Extract Transfer Load (ETL) has been with us since the beginning of Business Intelligence.
For decades ETL has been the IT capability responsible for producing ODS/EDW/MOLAP datasources for line-of-business consumption. This important function creates the tables and datamarts that enable traditional reporting and analysis. ETL includes functions like data cleansing, normalization and validation.
The horizontal (wide ranging) domain of big data means associated information has less consistency and alignment than traditional corporate data. So much so, that many pundits declare ETL will become extinct as we build out more big data solutions.
I gently suggest that ETL isn't going away. Instead, many related activities, like finding, filtering, organizing and categorizing, will be pushed up to the line-of-business user. Armed with new tools and techniques, this domain expert will enter the realm of self-service ETL.
The role of IT changes too. Large horizontal information sources are now provisioned in a "Data Landing Area" that stages unstructured, semi-structured and unmodelled data. Users pull data from these sources to facilitate their specific analysis requirements.

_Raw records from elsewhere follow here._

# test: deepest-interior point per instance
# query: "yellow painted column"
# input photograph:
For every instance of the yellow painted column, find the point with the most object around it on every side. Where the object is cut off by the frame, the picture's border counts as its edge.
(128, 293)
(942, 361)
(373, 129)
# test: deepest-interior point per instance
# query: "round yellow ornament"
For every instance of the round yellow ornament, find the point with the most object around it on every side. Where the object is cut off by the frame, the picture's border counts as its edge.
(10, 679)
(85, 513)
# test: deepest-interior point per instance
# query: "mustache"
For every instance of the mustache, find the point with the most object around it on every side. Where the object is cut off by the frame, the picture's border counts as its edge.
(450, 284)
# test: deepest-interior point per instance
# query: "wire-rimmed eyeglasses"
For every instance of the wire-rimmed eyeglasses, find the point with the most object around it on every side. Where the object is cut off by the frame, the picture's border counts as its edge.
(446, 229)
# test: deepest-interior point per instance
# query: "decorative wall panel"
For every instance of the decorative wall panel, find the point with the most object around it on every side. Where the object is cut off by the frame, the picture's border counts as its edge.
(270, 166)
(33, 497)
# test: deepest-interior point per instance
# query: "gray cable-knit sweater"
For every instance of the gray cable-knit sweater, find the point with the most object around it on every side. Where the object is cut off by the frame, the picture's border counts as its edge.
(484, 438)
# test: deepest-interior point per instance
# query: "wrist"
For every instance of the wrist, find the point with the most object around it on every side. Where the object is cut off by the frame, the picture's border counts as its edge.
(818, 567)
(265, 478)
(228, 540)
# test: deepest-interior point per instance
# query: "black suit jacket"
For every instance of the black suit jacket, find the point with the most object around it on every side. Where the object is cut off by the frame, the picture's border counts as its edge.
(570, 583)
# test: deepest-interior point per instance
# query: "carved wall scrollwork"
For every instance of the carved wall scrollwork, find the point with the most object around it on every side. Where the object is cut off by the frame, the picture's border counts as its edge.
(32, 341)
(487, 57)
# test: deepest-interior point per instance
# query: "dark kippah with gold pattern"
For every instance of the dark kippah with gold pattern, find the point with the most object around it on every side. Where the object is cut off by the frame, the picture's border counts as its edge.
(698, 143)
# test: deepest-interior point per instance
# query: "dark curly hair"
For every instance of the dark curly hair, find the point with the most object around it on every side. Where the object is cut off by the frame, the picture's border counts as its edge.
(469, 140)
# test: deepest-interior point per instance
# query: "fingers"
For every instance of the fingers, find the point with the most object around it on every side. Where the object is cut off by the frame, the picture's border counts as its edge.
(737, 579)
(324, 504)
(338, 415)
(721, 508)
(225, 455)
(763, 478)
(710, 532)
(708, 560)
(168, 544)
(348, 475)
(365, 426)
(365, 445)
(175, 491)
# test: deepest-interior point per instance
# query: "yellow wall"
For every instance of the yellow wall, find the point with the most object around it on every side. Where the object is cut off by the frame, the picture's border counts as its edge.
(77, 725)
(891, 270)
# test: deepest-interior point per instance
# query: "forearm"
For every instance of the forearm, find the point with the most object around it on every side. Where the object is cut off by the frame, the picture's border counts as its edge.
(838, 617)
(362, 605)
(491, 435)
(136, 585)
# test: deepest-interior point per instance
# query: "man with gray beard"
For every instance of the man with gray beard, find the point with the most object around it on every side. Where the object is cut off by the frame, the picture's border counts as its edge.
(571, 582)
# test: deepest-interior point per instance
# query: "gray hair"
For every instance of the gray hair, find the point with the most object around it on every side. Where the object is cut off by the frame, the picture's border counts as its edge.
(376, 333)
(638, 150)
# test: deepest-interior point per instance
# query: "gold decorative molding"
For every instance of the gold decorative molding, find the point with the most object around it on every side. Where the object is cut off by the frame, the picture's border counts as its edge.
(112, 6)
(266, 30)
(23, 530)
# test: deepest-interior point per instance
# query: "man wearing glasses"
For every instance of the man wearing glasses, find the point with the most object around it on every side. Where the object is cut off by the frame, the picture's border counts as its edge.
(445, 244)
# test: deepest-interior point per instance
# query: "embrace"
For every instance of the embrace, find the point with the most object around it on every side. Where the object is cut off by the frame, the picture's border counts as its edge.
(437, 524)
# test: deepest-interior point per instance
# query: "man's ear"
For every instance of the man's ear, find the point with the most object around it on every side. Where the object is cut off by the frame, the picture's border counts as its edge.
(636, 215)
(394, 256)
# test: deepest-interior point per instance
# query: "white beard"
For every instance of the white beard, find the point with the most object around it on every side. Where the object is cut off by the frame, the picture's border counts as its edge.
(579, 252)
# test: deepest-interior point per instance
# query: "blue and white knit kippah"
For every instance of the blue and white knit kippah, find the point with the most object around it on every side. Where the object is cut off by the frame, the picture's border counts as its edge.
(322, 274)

Does this mean IT is out of the ETL business? Not at all. When a Line-of-Business user has identified topics of interest, outliers or new data correlations, they push the metadata description of their analysis back to IT who prioritizes requests based on actual use, and then proceeds to create the most needed enterprise-ready (cleansed, normalized and validated) datasets for more general use.
The result: An efficient workflow serving a larger number of users with greater agility and accuracy.